This morning I played around with the end-game solution for Shut the Box. Part of the issue I had was the way I determined the end game in other languages was iterative. It would iterate through the list of tiles, subtract the current tile it was using, and then recurse through the list to find combinations that worked. eg: If the tiles [1 2 3 5 9] were present and I wanted to find out if the sum 6 could still be shut then it would check 9 (which is too big). It would then check 5 (which wasn't larger than 6) and then subtract 5 from the sum (to get 1) and then find the tiles that were equal to 1 (which is 1). So there was one solution in there, so it would exit upon finding the one solution).

Unfortunately in Racket this algorithm was a bit of a pain to generate. You can look at yesterday's end-game to see how well I did (hint: not great).

So I needed a different way to figure out if there was a solution. I happened upon the "Count the Coins" solution, which seemed to work. Unfortunately it assumes replacement so a list of tiles [1 2 3] would generate combinations for 6 that weren't correct ([2 2 2] and [1 1 1 1 1 1] for instance).

Back to the drawing board I went, and I happened upon this solution:

#lang racket
(define tiles '(1 2 3 4 ))
(filter (lambda (x) (eq? (apply + x) 6)) (cdr ( combinations tiles)))

What this does is creates combinations of the tiles `(combinations tiles)`

and removes the first combination (which is `'()`

, or the empty set. So `(cdr (combinations tiles))`

contain a list of the non-empty combinations.) it then filters out the combinations that sum up to the number we're looking for (6 in this case).
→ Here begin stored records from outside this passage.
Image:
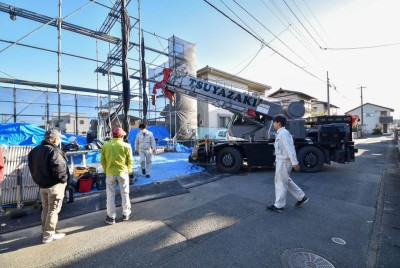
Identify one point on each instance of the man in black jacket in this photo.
(49, 169)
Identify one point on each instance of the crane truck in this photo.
(318, 140)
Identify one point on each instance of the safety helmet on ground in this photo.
(118, 132)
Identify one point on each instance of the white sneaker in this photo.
(55, 236)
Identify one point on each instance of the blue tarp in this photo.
(24, 134)
(159, 132)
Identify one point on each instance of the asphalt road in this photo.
(224, 224)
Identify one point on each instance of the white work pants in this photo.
(284, 183)
(52, 199)
(145, 160)
(111, 182)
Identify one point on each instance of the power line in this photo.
(262, 41)
(299, 36)
(312, 37)
(309, 22)
(276, 37)
(320, 25)
(362, 47)
(45, 24)
(241, 19)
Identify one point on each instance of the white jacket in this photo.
(284, 147)
(144, 141)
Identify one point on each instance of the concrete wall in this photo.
(371, 117)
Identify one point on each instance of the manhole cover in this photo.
(338, 241)
(304, 258)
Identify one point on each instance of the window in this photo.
(223, 121)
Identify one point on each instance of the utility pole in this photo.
(328, 105)
(15, 104)
(59, 63)
(126, 95)
(76, 115)
(362, 111)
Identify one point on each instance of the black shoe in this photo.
(274, 209)
(110, 220)
(301, 202)
(127, 217)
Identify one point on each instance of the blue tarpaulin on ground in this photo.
(160, 134)
(25, 134)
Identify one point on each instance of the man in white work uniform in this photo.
(145, 144)
(285, 161)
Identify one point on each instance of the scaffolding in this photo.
(144, 74)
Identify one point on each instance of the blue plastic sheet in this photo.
(160, 134)
(24, 134)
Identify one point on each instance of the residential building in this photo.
(320, 108)
(374, 116)
(210, 116)
(71, 123)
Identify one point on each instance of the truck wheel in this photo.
(229, 160)
(311, 159)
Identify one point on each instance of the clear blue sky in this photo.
(223, 45)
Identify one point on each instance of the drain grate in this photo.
(304, 258)
(338, 241)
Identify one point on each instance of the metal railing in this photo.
(16, 169)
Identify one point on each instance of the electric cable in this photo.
(315, 17)
(361, 47)
(276, 37)
(293, 63)
(45, 24)
(309, 22)
(303, 42)
(312, 37)
(241, 20)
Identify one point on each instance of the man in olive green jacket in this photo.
(117, 160)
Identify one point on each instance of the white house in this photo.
(374, 116)
(320, 108)
(212, 117)
(70, 123)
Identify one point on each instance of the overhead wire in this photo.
(312, 37)
(301, 12)
(45, 24)
(297, 34)
(315, 17)
(241, 20)
(276, 37)
(360, 47)
(267, 45)
(40, 95)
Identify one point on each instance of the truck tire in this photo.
(311, 159)
(229, 160)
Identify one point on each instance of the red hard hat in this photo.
(118, 132)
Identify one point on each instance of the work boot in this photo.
(274, 209)
(110, 220)
(55, 236)
(301, 202)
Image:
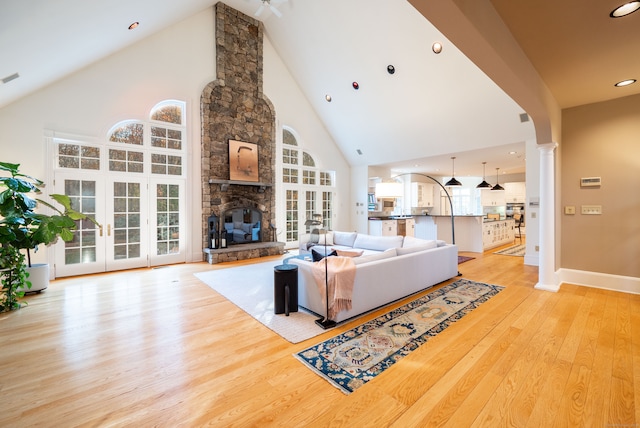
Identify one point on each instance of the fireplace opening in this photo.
(242, 225)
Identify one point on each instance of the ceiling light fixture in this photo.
(484, 184)
(625, 83)
(625, 9)
(10, 77)
(497, 186)
(453, 181)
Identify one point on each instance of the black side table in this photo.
(285, 289)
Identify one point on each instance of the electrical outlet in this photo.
(591, 209)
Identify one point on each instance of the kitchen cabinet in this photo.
(421, 195)
(493, 198)
(410, 227)
(497, 233)
(515, 192)
(383, 227)
(393, 227)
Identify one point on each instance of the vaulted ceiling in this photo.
(432, 107)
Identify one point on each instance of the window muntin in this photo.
(78, 156)
(303, 180)
(308, 177)
(289, 156)
(128, 133)
(291, 213)
(166, 138)
(126, 161)
(327, 210)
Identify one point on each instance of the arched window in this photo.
(134, 183)
(308, 190)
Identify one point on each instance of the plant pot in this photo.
(38, 276)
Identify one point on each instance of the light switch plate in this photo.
(592, 209)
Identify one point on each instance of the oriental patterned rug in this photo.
(351, 359)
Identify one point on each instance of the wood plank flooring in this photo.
(156, 347)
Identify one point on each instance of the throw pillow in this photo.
(317, 256)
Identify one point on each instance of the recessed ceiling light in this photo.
(625, 83)
(10, 78)
(625, 9)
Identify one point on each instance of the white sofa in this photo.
(390, 268)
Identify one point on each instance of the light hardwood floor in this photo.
(156, 347)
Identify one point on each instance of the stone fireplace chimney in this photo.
(233, 107)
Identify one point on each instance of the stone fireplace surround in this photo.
(233, 107)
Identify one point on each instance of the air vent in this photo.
(590, 182)
(8, 79)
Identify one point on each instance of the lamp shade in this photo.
(453, 182)
(484, 184)
(389, 190)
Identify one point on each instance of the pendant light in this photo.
(497, 186)
(484, 184)
(453, 181)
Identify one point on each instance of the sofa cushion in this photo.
(378, 243)
(348, 253)
(344, 238)
(428, 245)
(317, 256)
(391, 252)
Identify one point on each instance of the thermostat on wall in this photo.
(590, 181)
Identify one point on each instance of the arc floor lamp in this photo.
(395, 190)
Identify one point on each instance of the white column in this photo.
(546, 268)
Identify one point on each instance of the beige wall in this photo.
(602, 140)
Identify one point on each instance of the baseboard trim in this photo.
(605, 281)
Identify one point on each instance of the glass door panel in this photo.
(126, 242)
(85, 253)
(167, 222)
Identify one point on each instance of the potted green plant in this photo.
(22, 228)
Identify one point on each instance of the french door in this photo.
(141, 223)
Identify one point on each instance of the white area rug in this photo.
(516, 250)
(250, 287)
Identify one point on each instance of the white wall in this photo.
(175, 63)
(294, 111)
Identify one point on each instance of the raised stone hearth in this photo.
(233, 107)
(243, 252)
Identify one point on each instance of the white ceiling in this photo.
(432, 108)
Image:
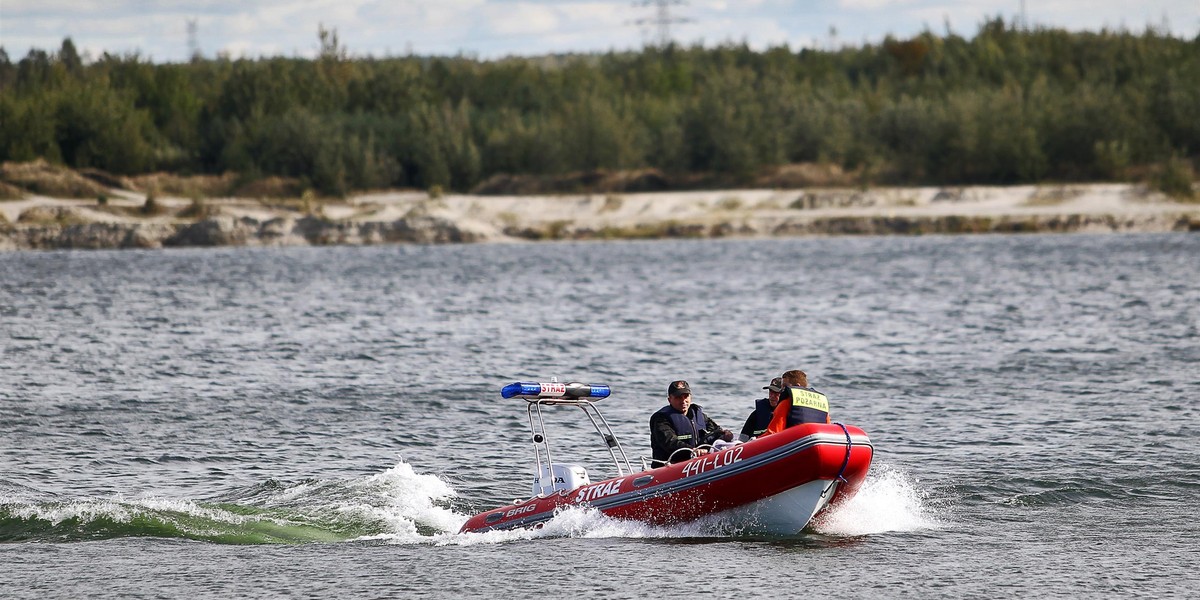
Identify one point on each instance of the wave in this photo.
(395, 507)
(889, 501)
(399, 503)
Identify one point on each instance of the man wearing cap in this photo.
(763, 408)
(798, 403)
(682, 424)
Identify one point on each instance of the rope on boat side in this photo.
(845, 462)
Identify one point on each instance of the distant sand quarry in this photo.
(394, 217)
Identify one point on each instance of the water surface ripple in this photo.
(318, 421)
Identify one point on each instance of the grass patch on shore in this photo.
(45, 179)
(51, 216)
(1051, 196)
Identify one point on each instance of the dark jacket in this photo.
(671, 430)
(756, 424)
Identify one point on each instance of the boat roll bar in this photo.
(581, 395)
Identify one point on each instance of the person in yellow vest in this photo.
(798, 403)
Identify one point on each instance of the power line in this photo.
(663, 18)
(193, 45)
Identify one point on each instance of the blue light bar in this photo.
(531, 390)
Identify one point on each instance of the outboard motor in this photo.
(565, 478)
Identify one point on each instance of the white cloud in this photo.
(498, 28)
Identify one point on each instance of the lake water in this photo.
(319, 421)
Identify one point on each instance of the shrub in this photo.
(1175, 179)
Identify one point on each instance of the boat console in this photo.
(561, 478)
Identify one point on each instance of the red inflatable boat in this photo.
(773, 485)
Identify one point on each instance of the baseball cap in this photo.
(679, 388)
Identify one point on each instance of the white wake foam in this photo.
(889, 501)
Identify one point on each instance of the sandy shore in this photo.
(42, 222)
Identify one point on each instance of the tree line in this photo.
(1006, 106)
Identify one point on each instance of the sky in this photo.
(165, 30)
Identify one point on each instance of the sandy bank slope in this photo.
(390, 217)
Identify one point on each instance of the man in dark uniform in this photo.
(756, 424)
(682, 424)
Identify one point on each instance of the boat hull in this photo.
(772, 485)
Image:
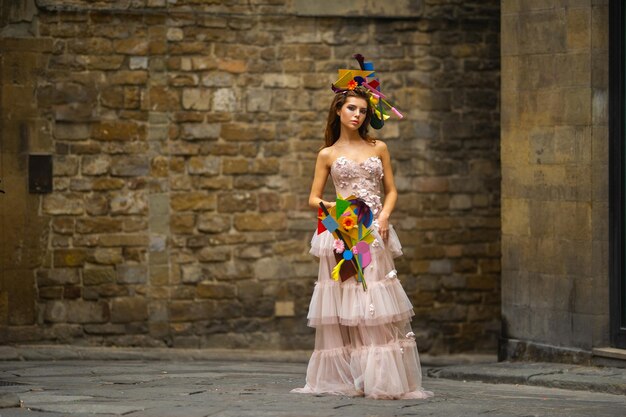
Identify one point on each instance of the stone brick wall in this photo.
(554, 175)
(184, 136)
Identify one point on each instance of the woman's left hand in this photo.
(383, 227)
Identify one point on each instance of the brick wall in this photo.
(554, 175)
(184, 137)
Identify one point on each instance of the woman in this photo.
(364, 345)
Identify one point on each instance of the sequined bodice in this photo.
(361, 179)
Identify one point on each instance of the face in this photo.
(353, 112)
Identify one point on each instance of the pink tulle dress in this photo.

That leaves us with the following output:

`'((1 2 3) (2 4))`

which are the combination of tiles that will get us to 6.

With that in mind the code now looks like this:

#lang racket
#| Init Block |#
(define tiles '())
(define die1 0)
(define die2 0)
(define turn-number 1)
(define took-turn #f)
(define end-of-game #f)
(define (start-game)
(set! tiles '(1 2 3 4 5 6 7 8 9)))
(define (dice)
(+ 1 (random 6)))
(define (dice-roll)
(set! die1 (dice))
(set! die2 (dice)))
(define (sum-of-dice)
(+ die1 die2))
(define (sum-of-tiles tilelist)
(apply + tilelist))
(define (list-check l1 l2)
(andmap (lambda (x) (not (boolean? (memq x l2)))) l1))
(define (shut-tiles tilelist)
(if (not took-turn)
(if (list-check tilelist tiles)
(for ([i tilelist])
(if (index-of tiles i)
(begin
(set! tiles (remove i tiles))
(set! took-turn #t))
(error "Tile already shut")))
(println "Tile not available to be shut"))
(println "Already took your turn")))
(define (check-roll dice-sum tile-sum)
(= dice-sum tile-sum))
(define (player-turn tilelist)
(if (check-roll (sum-of-dice) (sum-of-tiles tilelist))
(shut-tiles tilelist)
(println "Roll does not equal shut tiles. Try again.")))
(define (my-read-line)
(let ([contents (read-line)])
(if (string=? contents "")
(read-line)
contents)))
(define (input)
(map string->number (string-split (my-read-line))))
(define (next-turn)
(set! turn-number (+ 1 turn-number))
(set! took-turn #f)
(dice-roll)
(show-turn))
(define (show-turn)
(printf "Turn: ")
(println turn-number)
(println tiles)
(printf "Dice roll ~v ~v = ~v\n" die1 die2 (sum-of-dice) ))
(define (tile-combinations sum)
(filter (lambda (x) (eq? (apply + x) sum)) (cdr ( combinations tiles))))
(define (end-of-game-test sum)
(let ((combinations (tile-combinations sum)))
(println combinations)
(empty? combinations)
))
#| Main Loop |#
(start-game)
(dice-roll)
(let loop()
(show-turn)
(define tilelist (input))
(player-turn tilelist)
(next-turn)
(when (not (end-of-game-test (sum-of-dice))) (loop)))

I need to clean up the game loop some, but it actually plays a game of "Shut the Box" to completion. Better still, I could instrument the "tile-combinations" to provide a hint functionality so you can see which tile sets can be shut for a particular roll.

Ever onward!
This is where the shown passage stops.